Jesus’ metaphor of food and speech—what goes in versus what comes out—becomes a parable for public discourse. Faith that nourishes society must emerge from hearts transformed by love, not from institutions obsessed with rule-keeping or ideological purity. The goal is not to abolish ritual but to align it with moral substance: a meal seasoned by justice, mercy, and humility (Micah 6:8).
Conclusion: Changing the Recipe
The challenge for contemporary Christians is to ensure that their public faith reflects the inner reality of grace. When religious rituals—whether legislative prayers, church traditions, or political slogans—become detached from compassion and justice, they spoil the communal meal of faith.
When Christians—Democrat, Republican, or Independent—claim to be compassionate toward the working poor, the hungry, those who cannot pay rent, the denied and dispossessed, or those without access to healthcare, yet their actions reveal indifference, their religion becomes faith in name only.
Jesus’ confrontation with the Pharisees invites believers and leaders alike to revisit the recipes of their moral and political lives. What we serve to the world must not only look holy but taste like love. Authentic discipleship demands that the seasoning of our public witness—our words, prayers, and policies—match the gospel’s flavor.
The machismo marketed today has become the new gospel sold to men. Some of it is nothing more than thinly veiled hate—and sometimes it’s not veiled at all. It is tragic when domination over others is preached, sealed in our rituals of religion, and blessed by someone who is supposed to be close to God. Will someone show me where Jesus modeled this in his life?
Jesus dared to call out the Pharisees who were doing this in his day. They used their rituals to exalt themselves as holy, justify their actions as righteous, and separate themselves from others who did not practice as they did. Jesus saw the incongruity between their rituals, their words, and their lifestyle.
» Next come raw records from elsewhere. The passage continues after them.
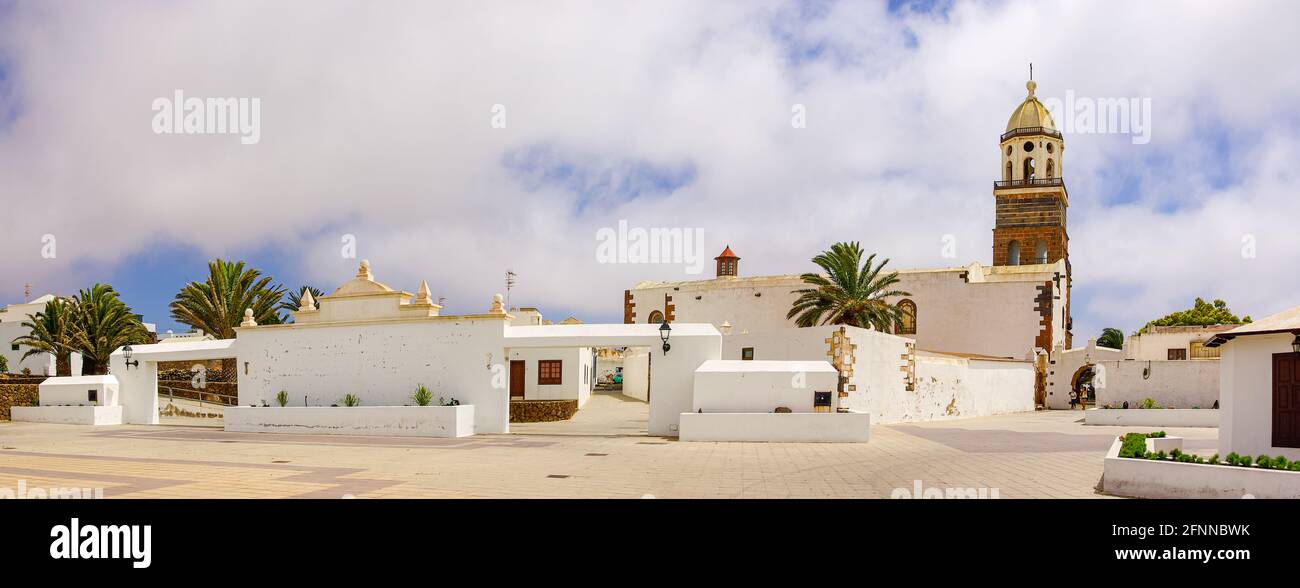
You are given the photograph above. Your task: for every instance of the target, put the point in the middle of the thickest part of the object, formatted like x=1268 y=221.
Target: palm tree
x=850 y=293
x=294 y=298
x=216 y=306
x=104 y=323
x=51 y=332
x=1112 y=337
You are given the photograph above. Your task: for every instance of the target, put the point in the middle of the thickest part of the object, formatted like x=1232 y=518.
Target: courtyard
x=603 y=452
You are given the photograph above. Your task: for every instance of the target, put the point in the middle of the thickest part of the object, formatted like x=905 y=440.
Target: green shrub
x=421 y=396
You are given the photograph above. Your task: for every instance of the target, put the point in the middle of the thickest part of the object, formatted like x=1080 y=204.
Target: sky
x=453 y=142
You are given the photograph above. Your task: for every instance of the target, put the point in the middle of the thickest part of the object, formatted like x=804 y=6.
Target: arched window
x=908 y=316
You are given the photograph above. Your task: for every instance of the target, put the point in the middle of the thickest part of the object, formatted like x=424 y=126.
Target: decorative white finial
x=307 y=302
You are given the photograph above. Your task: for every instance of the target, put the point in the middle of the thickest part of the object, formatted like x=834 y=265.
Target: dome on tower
x=1030 y=113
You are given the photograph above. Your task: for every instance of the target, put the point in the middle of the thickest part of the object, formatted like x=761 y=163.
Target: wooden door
x=516 y=379
x=1286 y=400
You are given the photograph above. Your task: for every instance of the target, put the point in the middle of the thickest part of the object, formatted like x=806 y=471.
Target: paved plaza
x=603 y=452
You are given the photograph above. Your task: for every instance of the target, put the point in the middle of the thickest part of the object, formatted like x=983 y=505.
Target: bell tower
x=1031 y=198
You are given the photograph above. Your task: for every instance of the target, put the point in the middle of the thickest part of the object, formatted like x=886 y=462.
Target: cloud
x=377 y=121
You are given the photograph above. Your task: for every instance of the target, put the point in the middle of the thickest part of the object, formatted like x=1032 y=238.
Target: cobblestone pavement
x=603 y=452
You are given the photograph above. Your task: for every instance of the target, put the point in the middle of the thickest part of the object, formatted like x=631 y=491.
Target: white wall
x=671 y=375
x=989 y=311
x=575 y=381
x=636 y=374
x=1155 y=345
x=762 y=385
x=1246 y=394
x=74 y=390
x=1178 y=384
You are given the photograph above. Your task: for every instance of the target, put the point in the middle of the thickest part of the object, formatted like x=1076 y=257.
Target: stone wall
x=541 y=411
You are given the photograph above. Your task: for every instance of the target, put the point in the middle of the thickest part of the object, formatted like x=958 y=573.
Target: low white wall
x=365 y=420
x=76 y=390
x=1152 y=416
x=1179 y=384
x=1246 y=392
x=96 y=415
x=775 y=427
x=1158 y=479
x=761 y=387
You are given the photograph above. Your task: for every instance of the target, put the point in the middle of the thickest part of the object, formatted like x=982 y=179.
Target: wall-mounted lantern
x=126 y=353
x=664 y=331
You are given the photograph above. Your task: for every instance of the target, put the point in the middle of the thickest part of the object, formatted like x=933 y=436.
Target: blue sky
x=683 y=119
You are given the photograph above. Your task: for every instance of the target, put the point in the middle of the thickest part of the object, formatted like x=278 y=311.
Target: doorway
x=516 y=379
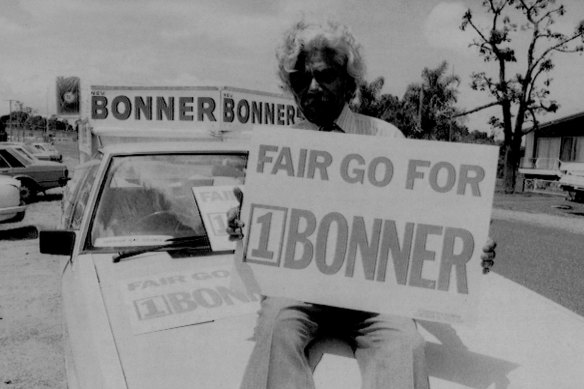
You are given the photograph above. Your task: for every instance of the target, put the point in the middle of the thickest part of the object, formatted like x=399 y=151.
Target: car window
x=75 y=199
x=10 y=159
x=152 y=195
x=3 y=163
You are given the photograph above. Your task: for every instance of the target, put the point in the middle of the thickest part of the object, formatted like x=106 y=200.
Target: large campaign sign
x=377 y=224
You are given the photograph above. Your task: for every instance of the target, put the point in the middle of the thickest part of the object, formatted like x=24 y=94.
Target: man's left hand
x=488 y=256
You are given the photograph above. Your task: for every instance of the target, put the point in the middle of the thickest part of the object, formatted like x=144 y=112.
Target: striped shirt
x=355 y=123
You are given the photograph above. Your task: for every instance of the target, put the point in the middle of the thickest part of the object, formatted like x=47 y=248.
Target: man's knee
x=403 y=343
x=291 y=333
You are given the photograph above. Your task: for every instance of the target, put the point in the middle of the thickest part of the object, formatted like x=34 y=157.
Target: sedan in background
x=44 y=151
x=34 y=175
x=11 y=207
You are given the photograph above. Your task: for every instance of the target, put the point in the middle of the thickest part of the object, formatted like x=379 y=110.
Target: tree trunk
x=509 y=170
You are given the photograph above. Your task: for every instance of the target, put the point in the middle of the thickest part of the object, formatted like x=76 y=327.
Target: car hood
x=8 y=180
x=178 y=323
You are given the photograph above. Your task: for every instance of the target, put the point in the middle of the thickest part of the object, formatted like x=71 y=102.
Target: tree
x=433 y=101
x=521 y=96
x=387 y=107
x=426 y=111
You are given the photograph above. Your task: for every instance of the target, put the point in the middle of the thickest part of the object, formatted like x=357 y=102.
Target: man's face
x=320 y=86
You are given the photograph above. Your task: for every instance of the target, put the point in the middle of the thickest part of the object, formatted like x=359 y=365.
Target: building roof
x=568 y=125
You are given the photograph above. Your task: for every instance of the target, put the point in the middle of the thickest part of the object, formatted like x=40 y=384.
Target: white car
x=149 y=304
x=12 y=208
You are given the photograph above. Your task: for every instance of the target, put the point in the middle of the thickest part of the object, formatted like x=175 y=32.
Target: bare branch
x=492 y=104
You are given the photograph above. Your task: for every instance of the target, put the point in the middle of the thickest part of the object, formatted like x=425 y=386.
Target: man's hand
x=488 y=256
x=234 y=223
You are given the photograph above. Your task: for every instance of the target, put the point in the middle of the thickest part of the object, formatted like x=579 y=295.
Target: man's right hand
x=234 y=223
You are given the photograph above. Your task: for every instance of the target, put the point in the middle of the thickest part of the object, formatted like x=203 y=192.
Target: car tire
x=28 y=191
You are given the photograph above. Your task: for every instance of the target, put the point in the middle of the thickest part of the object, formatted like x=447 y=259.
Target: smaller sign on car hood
x=177 y=322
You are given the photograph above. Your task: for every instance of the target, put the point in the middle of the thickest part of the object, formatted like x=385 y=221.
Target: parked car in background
x=34 y=175
x=12 y=208
x=44 y=151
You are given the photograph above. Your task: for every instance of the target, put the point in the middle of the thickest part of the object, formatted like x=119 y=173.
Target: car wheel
x=19 y=216
x=27 y=191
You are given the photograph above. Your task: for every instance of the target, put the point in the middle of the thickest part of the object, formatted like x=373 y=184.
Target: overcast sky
x=231 y=43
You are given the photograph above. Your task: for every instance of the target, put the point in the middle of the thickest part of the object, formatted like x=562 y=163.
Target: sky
x=232 y=43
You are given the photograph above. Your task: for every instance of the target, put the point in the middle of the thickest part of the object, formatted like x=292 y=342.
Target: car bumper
x=10 y=212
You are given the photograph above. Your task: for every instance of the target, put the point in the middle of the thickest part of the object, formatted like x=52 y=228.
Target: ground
x=30 y=308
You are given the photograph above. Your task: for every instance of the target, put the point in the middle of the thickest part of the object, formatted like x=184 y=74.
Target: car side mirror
x=57 y=242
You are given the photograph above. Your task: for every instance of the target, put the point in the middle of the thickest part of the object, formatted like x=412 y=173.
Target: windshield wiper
x=172 y=243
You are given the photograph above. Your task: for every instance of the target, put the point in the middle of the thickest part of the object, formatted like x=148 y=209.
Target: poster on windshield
x=213 y=203
x=369 y=223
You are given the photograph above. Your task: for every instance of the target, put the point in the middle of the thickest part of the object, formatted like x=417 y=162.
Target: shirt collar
x=346 y=119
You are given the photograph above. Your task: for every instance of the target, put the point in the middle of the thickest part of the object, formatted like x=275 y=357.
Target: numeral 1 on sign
x=266 y=234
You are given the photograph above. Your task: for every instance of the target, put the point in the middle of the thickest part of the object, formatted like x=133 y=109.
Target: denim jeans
x=388 y=349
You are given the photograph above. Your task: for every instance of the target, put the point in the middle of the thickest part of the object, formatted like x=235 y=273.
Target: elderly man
x=321 y=65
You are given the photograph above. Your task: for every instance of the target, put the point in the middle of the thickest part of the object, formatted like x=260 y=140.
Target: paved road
x=544 y=254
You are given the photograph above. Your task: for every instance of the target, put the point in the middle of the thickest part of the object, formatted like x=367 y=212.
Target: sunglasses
x=301 y=79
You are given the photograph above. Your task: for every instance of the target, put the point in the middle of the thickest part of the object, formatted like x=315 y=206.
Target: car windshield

Jesus taught that true defilement was not in unwashed hands but in unloving hearts. The Pharisees kept their rituals, and they had clean hands to show for it—but their hearts were unclean. That’s the part that counted.
If the church is going to reclaim faith’s credibility in public life, the rituals of our faith must not be for show but for service. Our hearts have to change. That recipe has not changed in two thousand years.
References
Bonhoeffer, D. (1959). The cost of discipleship. Macmillan.
Brueggemann, W. (2014). Sabbath as resistance: Saying no to the culture of now. Westminster John Knox Press.
Hauerwas, S. (2004). Performing the faith: Bonhoeffer and the practice of nonviolence. Brazos Press.
Niebuhr, R. (1952). The irony of American history. Charles Scribner’s Sons.
Stanley, A. (2022, March 16). Address to the Georgia State Legislature. Georgia State Capitol, Atlanta, GA.
Volf, M. (1996). Exclusion and embrace: A theological exploration of identity, otherness, and reconciliation. Abingdon Press.